I do run into this from time to time. Complex transients can cause big tempo changes or half-beat offsets. I’ll do a detection and see how far it gets. Then I’ll cut the event at the end of the good section, manually time warp through the trouble section, cut the event again at that point, and then re-detect tempo from that point on. Repeat as necessary.

Hmmm. I think I tried something similar. Instead of cutting the event I merely pulled the event smaller to left, right before the problematic area. At that point Cubase simply wouldn’t do the calculation. Again, no clue yet what’s going on.

why dont you just render the track stems, reput into a fresh canvas and use superior drummer to make the drums.
add a tempo track to have full control over the BPM

Cubase’s tempo detection never worked for me either.
I use cubase’s beat calculator to tap in the tempo.
Only issue I didn’t figure out why it never works for 6/8 time signatures , works ok in 4/4 tho

The client wants a real musician on the recording (me).

Never tried beat calculator. There main problem I’m having is when the song changes to a slower 3/4 groove. Cubase picks up on it fine, then in the middle of that groove it calculated differently and the “click” gets way off, then back on track. There’s also a breakdown fill section, that the band speeds up a bit on,…and the click totally gets off there, and eventually back in.

Since I have to re-track these drum tracks, I literally HAVE to get a click track conducted, AND I’d like the project to follow a “locked” tempo so I want be trying to fluctuate in exact time with the band’s live tempo variations. I’m sure the Cubase guy “Greg Ondo” could likely sort this out,…but none of his tutorials address this scenario.

Why not record a click track of something like a cowbell in time with the free running audio and ask cubase to do its tempo detection stuff to that. Works for me. Mostly. The tempo detection gets easily confused with complex audio.

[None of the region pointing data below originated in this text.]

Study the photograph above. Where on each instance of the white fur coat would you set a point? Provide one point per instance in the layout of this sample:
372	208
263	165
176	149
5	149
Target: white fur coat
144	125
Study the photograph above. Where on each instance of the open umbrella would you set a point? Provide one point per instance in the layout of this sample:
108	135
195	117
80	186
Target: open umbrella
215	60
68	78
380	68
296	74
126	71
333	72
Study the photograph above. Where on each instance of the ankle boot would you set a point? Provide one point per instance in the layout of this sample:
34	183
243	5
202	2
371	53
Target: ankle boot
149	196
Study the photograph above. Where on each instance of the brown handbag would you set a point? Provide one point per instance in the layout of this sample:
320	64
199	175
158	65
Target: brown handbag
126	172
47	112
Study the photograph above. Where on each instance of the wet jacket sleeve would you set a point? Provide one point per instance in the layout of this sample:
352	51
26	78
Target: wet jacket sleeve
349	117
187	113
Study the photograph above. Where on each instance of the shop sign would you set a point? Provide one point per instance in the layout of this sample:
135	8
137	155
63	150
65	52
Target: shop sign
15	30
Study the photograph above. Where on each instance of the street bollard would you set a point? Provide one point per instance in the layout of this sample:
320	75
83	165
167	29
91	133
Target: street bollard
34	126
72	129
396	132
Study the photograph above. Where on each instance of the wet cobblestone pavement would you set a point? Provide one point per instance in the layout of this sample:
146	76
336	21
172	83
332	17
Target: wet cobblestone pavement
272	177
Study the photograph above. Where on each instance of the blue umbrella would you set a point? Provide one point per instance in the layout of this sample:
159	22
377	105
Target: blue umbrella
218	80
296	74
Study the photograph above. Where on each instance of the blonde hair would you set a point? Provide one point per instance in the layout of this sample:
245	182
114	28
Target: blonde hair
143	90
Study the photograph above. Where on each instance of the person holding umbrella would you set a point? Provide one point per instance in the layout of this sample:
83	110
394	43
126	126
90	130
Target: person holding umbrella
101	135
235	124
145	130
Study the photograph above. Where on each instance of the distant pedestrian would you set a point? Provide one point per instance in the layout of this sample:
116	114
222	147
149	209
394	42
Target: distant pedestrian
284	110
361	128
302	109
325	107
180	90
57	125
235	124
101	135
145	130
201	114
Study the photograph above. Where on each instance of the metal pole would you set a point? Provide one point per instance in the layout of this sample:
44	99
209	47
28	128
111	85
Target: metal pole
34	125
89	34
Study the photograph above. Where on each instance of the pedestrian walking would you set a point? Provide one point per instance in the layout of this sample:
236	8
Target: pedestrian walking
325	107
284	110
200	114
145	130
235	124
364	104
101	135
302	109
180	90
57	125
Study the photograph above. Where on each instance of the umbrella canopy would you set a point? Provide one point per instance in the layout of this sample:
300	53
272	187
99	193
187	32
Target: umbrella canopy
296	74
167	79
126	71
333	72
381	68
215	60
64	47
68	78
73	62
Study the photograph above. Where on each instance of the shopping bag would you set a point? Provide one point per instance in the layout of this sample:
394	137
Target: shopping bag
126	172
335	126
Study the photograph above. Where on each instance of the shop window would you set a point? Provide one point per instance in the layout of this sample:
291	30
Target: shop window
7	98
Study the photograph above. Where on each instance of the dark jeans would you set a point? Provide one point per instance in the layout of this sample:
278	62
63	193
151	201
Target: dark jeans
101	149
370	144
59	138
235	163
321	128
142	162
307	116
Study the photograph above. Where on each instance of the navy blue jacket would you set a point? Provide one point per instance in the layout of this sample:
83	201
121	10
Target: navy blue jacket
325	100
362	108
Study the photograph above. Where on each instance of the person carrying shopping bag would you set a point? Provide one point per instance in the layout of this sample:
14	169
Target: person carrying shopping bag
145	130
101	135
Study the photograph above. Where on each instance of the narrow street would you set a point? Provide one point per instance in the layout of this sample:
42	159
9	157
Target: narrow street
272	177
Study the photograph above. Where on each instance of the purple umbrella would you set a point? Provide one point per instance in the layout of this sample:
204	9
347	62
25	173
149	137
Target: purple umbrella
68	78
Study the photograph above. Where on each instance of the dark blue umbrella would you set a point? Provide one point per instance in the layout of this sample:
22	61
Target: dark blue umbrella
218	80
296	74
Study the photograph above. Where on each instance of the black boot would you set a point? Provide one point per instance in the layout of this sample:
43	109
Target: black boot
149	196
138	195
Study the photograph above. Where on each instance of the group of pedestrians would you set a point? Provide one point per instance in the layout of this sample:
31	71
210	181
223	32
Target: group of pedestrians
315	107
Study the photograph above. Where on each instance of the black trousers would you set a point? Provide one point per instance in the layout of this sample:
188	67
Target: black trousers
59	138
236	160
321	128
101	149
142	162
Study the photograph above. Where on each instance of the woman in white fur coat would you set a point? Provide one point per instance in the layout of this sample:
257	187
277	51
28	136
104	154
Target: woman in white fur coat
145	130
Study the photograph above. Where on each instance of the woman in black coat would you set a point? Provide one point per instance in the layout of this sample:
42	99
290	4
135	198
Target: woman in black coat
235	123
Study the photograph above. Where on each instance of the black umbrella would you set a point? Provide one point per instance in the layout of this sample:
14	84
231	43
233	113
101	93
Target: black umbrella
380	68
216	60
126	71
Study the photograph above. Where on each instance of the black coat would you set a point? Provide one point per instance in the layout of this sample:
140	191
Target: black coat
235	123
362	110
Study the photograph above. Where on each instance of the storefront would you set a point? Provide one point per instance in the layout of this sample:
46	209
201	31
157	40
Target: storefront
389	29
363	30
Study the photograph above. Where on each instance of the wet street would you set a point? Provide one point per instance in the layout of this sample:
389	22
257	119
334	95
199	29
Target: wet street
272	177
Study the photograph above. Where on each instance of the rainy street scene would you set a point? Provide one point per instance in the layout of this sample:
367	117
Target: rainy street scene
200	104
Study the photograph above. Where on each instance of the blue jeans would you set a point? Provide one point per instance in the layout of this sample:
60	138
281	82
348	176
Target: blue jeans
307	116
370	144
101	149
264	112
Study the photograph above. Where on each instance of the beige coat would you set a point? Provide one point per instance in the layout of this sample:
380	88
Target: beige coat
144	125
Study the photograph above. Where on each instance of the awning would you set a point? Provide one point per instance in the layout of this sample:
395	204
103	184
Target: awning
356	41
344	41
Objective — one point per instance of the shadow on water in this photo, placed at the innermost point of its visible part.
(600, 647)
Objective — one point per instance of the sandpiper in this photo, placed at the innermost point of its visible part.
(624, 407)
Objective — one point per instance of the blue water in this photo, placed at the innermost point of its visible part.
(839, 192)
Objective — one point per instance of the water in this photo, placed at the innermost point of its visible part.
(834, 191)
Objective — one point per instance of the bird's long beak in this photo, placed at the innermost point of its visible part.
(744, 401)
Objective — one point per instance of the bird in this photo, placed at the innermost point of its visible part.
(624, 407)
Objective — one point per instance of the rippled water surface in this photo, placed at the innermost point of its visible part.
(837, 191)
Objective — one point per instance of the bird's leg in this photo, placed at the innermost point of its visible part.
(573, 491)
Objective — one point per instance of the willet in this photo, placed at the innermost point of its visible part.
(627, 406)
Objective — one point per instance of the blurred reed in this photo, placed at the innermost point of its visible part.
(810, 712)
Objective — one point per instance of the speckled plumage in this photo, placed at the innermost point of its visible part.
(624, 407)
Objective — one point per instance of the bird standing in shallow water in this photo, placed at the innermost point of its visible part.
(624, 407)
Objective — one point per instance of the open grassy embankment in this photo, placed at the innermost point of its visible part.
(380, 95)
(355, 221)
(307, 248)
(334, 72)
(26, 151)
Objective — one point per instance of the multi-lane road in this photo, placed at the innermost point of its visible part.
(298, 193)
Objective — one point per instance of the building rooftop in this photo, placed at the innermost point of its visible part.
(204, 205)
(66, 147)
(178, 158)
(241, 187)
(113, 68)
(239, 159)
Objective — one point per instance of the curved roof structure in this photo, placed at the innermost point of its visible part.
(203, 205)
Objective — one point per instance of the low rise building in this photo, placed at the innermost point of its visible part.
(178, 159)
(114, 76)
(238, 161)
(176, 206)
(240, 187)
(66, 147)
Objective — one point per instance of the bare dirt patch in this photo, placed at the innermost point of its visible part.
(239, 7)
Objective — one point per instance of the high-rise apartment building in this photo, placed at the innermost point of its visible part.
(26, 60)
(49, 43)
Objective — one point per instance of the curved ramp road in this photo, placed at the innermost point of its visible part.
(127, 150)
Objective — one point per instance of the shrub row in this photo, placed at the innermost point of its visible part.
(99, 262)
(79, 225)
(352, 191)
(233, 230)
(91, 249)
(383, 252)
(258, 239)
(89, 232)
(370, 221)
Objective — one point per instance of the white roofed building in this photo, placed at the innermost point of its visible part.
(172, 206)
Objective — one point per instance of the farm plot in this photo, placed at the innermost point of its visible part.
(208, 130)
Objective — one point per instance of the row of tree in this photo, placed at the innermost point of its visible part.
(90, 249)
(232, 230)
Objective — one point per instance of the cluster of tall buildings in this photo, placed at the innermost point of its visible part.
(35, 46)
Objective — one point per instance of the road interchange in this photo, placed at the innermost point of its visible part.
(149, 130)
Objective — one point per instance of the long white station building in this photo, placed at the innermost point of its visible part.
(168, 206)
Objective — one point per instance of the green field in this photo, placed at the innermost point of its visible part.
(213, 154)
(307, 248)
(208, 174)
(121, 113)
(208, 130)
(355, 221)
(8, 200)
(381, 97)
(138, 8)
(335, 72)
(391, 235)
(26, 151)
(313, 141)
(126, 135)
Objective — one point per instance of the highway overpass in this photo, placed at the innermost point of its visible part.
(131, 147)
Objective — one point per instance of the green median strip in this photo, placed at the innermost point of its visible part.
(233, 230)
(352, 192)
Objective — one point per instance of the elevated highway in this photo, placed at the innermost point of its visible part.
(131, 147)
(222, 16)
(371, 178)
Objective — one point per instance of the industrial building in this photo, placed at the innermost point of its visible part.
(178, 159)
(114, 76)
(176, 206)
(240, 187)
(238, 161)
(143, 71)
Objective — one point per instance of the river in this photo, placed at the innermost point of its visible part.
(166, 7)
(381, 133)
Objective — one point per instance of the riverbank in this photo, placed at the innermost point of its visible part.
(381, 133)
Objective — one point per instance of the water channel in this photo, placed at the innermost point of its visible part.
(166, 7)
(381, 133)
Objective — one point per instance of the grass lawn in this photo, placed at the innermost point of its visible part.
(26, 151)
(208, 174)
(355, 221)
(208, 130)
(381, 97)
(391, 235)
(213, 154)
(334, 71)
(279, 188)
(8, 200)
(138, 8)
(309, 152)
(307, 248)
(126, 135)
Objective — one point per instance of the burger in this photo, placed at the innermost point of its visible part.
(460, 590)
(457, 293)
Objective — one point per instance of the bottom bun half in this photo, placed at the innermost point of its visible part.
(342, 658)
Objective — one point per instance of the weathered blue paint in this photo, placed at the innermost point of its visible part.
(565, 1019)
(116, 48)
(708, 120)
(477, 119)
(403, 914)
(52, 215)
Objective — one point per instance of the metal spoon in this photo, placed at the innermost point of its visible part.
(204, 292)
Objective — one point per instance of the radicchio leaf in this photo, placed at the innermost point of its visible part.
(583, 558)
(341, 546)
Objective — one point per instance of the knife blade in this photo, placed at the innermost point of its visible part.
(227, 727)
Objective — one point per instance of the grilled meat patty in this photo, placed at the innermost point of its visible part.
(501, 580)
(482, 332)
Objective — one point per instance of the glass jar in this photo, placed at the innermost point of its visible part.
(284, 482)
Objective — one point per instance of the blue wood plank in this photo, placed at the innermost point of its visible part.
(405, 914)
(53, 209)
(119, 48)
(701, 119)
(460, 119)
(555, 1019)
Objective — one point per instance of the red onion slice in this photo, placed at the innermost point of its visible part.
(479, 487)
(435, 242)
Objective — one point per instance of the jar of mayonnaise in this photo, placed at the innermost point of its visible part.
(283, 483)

Great minds! Lol… I did just that earlier today. Problem is every time it gets to the tempo change with a 3/4 time, the calculation and consequently the audio “click” gets completely off, only to find it’s way back as soon as the original tempo and 4/4 grove resumes.

I was really hoping to “real in”, so to speak, the band’s tempo fluctuations, so it will be easier for me to record the new drums tracks. I had considered just using my newly recorded click track (I recorded to the band’s tempo variations) to play to,… but that will do nothing really to help me keep up with the tempo variations.

If I could figure out a way to edit Cubase’s tempo detection in regards to rhythmic timing, not tempo, I believe I could then make it work. Not even sure this can be done. I’ve already spent the entire freaking day trying to figure this out, to no avail.

Do you know if we can have Cubase detect tempo for only certain sections at a time? I’ve tried making a duplicate of the drum overhead track, then cutting it right before the tempo and time change, and using that for the tempo decection,…but Cubase just somehow analyzes the entire track again?

I’d use the time warp tool and do it manually - easy, quick, accurate - just look at the waveforms and drag the downbeats so they line up.

You can do it bar by bar, inserting tempo changes on each bar, or my preference is to just average it out and try to see how long I can go before I need to insert a tempo change, trying to minimise the number of tempo changes.

Use the tempo track editor to change time signatures as required.

Are you saying that the existing tracks slow down because you manually altered the tempo track? If so, maybe check in the pool to see if “musical mode” is checked.